Sunday, November 18, 2007

An inconvenient truth for the anti-war lobby

November 16, 2007

Good news in Iraq is bad news for the anti-war lobby

IN April, US Senate Majority Leader Harry Reid declared the war in Iraq lost, saying the the extreme violence in the country proved the surge was accomplishing nothing. This week Senator Reid is still engaged in the vain attempt to block funding for the war in the US Senate, refusing to acknowledge the extraordinary success of the surge.

Against all the defeatist expectations of the so-called "anti-war" lobby, Iraqi Prime Minister Nouri al-Maliki this week reported that terrorist attacks, including car bombings, in Baghdad had dropped by 77 per cent since last year's peak. The dramatic improvement is directly attributed to the surge of 30,000 US troops, their effective counter-insurgency strategy and to the fact that locals are fed up with al-Qa'ida and other extremists. The good news is not just limited to Baghdad. Anbar, once an al-Qa'ida stronghold, is relatively peaceful thanks to the joint efforts of Sunni sheiks and marines. In the south, those willing Iraq to defeat were gloomily predicting that the withdrawal of British troops from Basra would lead to a brutal domination of the city by Iranian-backed terrorists. That hasn't happened.

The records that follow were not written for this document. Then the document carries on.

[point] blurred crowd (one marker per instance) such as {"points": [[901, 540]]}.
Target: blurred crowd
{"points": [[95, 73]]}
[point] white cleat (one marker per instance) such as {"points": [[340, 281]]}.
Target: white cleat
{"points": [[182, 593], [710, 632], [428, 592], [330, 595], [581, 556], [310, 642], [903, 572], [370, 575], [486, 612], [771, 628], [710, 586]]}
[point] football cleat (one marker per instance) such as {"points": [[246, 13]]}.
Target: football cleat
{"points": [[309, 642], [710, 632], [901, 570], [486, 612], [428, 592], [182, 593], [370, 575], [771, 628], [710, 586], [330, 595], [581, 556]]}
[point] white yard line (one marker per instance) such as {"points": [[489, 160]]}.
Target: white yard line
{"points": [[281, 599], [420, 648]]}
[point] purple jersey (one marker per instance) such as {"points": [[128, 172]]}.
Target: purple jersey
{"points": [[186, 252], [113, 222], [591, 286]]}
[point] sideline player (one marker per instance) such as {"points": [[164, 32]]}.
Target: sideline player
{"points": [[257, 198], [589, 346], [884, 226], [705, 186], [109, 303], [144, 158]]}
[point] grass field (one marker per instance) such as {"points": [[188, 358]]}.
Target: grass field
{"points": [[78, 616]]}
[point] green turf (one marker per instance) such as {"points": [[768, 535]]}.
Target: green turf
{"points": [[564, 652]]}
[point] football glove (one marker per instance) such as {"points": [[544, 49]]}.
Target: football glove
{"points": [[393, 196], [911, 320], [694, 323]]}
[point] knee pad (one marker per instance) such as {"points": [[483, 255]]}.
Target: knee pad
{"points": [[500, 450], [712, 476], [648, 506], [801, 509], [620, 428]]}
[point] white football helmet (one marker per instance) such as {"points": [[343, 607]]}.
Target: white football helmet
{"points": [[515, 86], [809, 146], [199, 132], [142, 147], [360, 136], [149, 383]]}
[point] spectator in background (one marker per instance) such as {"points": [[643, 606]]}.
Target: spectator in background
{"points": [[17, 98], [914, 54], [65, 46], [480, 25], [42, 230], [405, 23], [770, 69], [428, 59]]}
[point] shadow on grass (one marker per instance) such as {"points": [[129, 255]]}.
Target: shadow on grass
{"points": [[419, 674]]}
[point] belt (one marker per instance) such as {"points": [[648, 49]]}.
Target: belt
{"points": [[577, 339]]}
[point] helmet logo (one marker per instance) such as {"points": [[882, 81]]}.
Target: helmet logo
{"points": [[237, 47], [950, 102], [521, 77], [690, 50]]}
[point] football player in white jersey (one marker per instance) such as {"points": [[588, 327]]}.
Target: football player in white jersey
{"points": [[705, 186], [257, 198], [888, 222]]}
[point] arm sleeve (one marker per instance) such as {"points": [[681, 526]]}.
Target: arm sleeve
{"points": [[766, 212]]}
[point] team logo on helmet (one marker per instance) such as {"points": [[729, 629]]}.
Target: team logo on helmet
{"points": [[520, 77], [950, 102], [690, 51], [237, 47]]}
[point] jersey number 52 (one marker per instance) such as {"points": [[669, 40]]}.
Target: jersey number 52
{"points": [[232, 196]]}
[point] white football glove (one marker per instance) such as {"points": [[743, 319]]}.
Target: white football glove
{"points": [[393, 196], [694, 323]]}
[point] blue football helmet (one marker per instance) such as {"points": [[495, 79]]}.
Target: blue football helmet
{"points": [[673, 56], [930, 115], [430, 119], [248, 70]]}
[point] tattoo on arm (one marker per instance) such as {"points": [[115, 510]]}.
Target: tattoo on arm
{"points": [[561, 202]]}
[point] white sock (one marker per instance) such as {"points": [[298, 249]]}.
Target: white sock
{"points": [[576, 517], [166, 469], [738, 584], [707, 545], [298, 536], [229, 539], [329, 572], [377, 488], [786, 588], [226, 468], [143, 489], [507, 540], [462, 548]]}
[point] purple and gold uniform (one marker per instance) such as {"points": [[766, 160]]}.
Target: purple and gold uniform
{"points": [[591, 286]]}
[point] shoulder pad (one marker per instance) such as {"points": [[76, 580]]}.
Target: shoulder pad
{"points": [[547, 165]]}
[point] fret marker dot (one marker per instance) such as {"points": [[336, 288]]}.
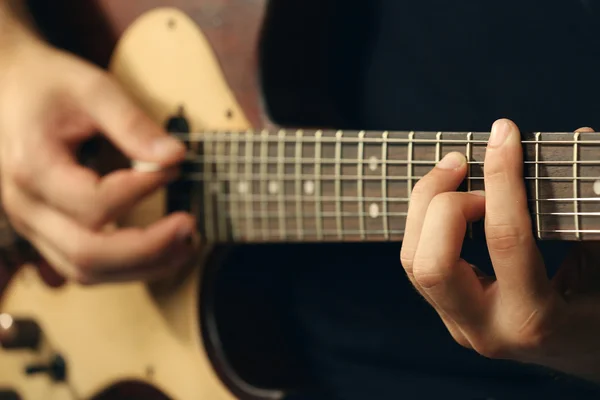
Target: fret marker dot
{"points": [[243, 187], [374, 210], [273, 187], [373, 162], [309, 187], [597, 187]]}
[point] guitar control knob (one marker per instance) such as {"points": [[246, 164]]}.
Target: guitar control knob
{"points": [[19, 333], [9, 395], [56, 369]]}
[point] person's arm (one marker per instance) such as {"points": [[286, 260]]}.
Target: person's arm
{"points": [[49, 101], [16, 32]]}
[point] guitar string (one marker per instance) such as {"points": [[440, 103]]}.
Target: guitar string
{"points": [[366, 162], [385, 140], [242, 137]]}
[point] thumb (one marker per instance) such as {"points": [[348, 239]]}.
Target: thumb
{"points": [[124, 123]]}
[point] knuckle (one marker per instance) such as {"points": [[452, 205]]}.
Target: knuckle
{"points": [[490, 349], [444, 202], [133, 121], [460, 339], [504, 238], [84, 278], [95, 82], [96, 218], [406, 259], [18, 169], [421, 189], [430, 273], [81, 257], [13, 209]]}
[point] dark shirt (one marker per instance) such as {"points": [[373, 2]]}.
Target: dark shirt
{"points": [[354, 321], [433, 65]]}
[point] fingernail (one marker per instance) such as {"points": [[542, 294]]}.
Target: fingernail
{"points": [[184, 234], [500, 131], [167, 146], [452, 161]]}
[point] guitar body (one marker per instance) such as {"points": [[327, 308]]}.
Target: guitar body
{"points": [[138, 332]]}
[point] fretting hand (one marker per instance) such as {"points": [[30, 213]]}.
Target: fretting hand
{"points": [[50, 102], [521, 315]]}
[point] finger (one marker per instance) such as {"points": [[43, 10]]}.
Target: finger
{"points": [[446, 176], [98, 252], [165, 265], [448, 280], [517, 262], [124, 123], [90, 199]]}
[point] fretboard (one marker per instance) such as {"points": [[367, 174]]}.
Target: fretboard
{"points": [[327, 185]]}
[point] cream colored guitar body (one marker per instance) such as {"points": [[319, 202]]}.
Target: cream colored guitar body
{"points": [[122, 332]]}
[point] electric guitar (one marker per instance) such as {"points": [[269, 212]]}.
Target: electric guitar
{"points": [[194, 66]]}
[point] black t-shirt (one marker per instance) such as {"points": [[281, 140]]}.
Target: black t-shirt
{"points": [[356, 324], [433, 65]]}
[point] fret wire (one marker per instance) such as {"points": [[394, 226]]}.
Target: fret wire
{"points": [[249, 181], [338, 182], [318, 182], [325, 139], [298, 195], [409, 167], [281, 185], [233, 174], [469, 156], [360, 183], [196, 197], [208, 189], [384, 217], [537, 186], [575, 185], [222, 222], [264, 150]]}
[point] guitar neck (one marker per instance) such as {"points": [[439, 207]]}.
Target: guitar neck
{"points": [[327, 185]]}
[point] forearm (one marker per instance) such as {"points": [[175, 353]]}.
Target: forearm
{"points": [[17, 30], [16, 33]]}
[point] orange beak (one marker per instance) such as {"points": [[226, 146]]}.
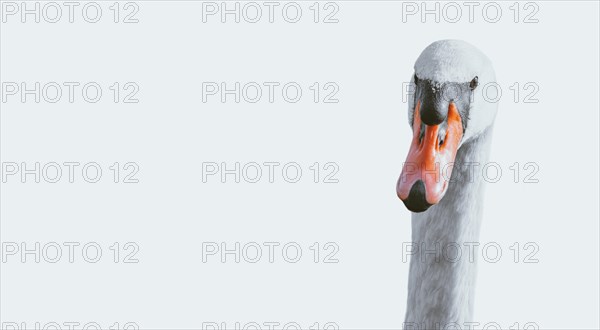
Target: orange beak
{"points": [[425, 174]]}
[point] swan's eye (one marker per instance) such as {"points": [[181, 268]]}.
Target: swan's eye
{"points": [[474, 83]]}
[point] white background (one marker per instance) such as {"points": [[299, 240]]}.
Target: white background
{"points": [[369, 53]]}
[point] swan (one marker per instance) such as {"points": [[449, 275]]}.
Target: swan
{"points": [[452, 129]]}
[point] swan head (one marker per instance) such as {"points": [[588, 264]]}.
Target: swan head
{"points": [[446, 109]]}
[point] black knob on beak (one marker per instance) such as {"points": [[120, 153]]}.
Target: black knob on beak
{"points": [[432, 115], [416, 201]]}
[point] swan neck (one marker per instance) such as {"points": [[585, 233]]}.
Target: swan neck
{"points": [[444, 240]]}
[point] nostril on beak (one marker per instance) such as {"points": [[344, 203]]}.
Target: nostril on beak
{"points": [[416, 201]]}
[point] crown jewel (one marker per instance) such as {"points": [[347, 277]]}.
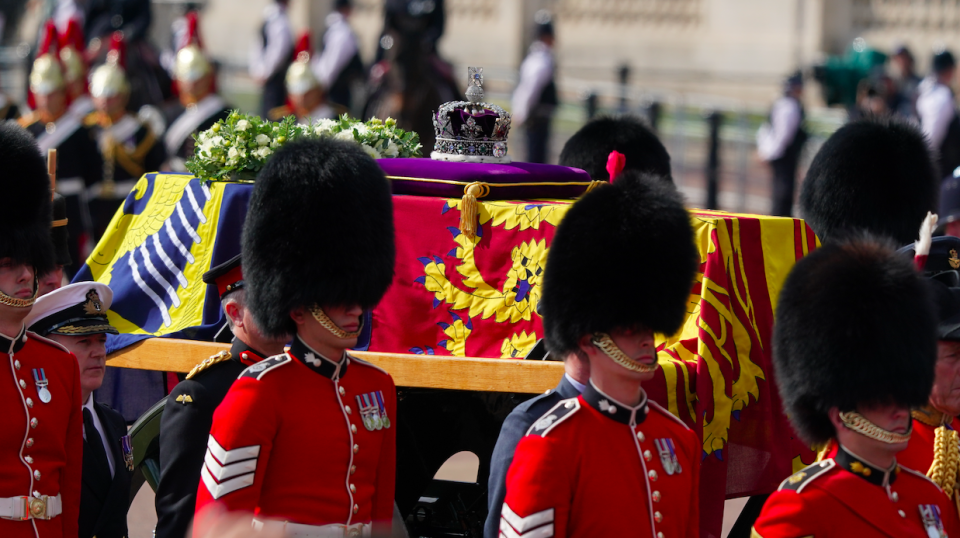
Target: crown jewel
{"points": [[471, 131]]}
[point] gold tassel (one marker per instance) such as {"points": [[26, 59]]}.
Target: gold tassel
{"points": [[946, 459], [468, 208]]}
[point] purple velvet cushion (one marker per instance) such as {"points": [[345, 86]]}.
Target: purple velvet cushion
{"points": [[538, 180]]}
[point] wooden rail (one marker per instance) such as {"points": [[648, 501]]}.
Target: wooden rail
{"points": [[422, 371]]}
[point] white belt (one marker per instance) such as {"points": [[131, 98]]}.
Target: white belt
{"points": [[23, 508], [296, 530]]}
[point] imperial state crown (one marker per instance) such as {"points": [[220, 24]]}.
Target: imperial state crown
{"points": [[471, 131]]}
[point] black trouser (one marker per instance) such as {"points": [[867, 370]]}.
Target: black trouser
{"points": [[784, 183], [538, 138]]}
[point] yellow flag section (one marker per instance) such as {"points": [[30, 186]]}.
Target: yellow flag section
{"points": [[155, 250]]}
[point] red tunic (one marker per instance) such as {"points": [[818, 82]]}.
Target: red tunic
{"points": [[41, 449], [919, 452], [594, 467], [845, 496], [290, 442]]}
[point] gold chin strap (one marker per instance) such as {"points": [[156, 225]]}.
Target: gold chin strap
{"points": [[609, 348], [21, 303], [328, 324], [856, 422], [946, 460]]}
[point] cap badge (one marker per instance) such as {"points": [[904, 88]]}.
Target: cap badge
{"points": [[668, 456], [40, 377], [93, 306], [126, 446]]}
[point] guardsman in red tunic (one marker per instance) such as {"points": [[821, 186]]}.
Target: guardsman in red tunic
{"points": [[934, 448], [41, 448], [854, 350], [306, 440], [610, 462]]}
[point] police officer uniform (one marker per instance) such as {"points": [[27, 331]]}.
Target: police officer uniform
{"points": [[188, 415], [41, 449], [854, 327], [301, 438], [594, 466], [78, 310]]}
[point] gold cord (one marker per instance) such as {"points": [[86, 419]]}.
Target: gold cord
{"points": [[606, 344], [21, 303], [328, 324], [946, 459], [856, 422]]}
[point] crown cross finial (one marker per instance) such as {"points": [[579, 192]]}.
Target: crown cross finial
{"points": [[475, 84]]}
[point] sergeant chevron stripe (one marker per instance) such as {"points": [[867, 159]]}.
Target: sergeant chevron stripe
{"points": [[538, 525], [225, 471]]}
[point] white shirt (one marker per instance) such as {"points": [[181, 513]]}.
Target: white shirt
{"points": [[535, 72], [272, 56], [339, 46], [99, 427], [936, 109], [774, 137]]}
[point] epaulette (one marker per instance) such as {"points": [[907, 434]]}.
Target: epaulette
{"points": [[557, 414], [261, 368], [797, 481], [208, 362], [278, 113]]}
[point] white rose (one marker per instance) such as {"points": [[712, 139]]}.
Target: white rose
{"points": [[392, 150], [370, 151], [345, 135]]}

On the political front, there are also signs of progress. In September, Iraqi Vice-President Tariq al-Hashemi, a Sunni, met with top Shia cleric Grand Ayatollah Ali al-Sistani. In October, Ammar al-Hakim, the son of one of the most important Shia leaders, the late Abdul Aziz al-Hakim, met Sunni sheiks in Ramadi, declaring, "Iraq does not belong to the Sunnis or the Shiites alone; nor does it belong to the Arabs or the Kurds and Turkomen. Today we must stand up and declare that Iraq is for all Iraqis." Baghdad Anglican canon Andrew White has organised meetings of Christian, Sunni and Shia clerics calling for nationwide reconciliation.

It is far too early to declare victory but you would think that all Americans and Australians, regardless of whether they supported the war in Iraq or not, would want to stick with a strategy that is delivering peace and security to a people who have suffered not just 4 1/2 years of a brutal insurgency but also three decades of tyranny and war. Yet some Democrats in the US, as with some on the Left in Australia, are still determined to lose the war if possible by withdrawing troops, even when success is starting to appear to be within reach. Undaunted by the fact that there has been an improvement in Iraq, Democratic staffers on Congress's Joint Economic Committee are trying to generate more bad headlines by focusing on the cost of the war, which they calculated would reach $US3.5 trillion by 2017. To arrive at such a massive total, the committee threw in everything they could think of, including their best guesses at the Iraq war's impact on oil prices and other economic factors.

In Australia, despite the fact that its actual policy differences with the Howard Government are small, Labor panders to the anti-war lobby, maintaining that its troops-out-of-Iraq policy is a principled stand against an illegal war. It is determined to maintain the fiction that the Baker Hamilton report, which President George W.Bush rejected when he adopted the surge strategy, got it right. It justifies its policy of a phased withdrawal of troops on that basis. Yet the surge is demonstrably working, and both the British and the Americans are withdrawing their troops not according to a pre-determined timetable, as Baker Hamilton recommended, but in response to the situation on the ground.

The sad fact is that for most of the anti-war Left, the only thing that matters is delivering a defeat to the Bush administration, and in achieving that end the Iraqi people are expendable. John Pilger said in January 2004 that while he didn't like the "terrible civilian atrocities" committed by what he called "the resistance", "the outcome of this resistance is terribly important for the rest of the world" and that only a defeat in Iraq of the US "military machine" and the Bush administration would make our world secure. As Christopher Hitchens wrote despairingly in 2005 of his erstwhile friends on the Left, while there is plenty of support for debt relief and making poverty history in Africa, there isn't a single drop of solidarity and compassion left over for the people of Iraq.

The anti-war, anti-American Left should be ashamed, but precisely for this reason they continue to look away when Iraq doesn't fail in the way they wish. The success of the surge has become their inconvenient truth.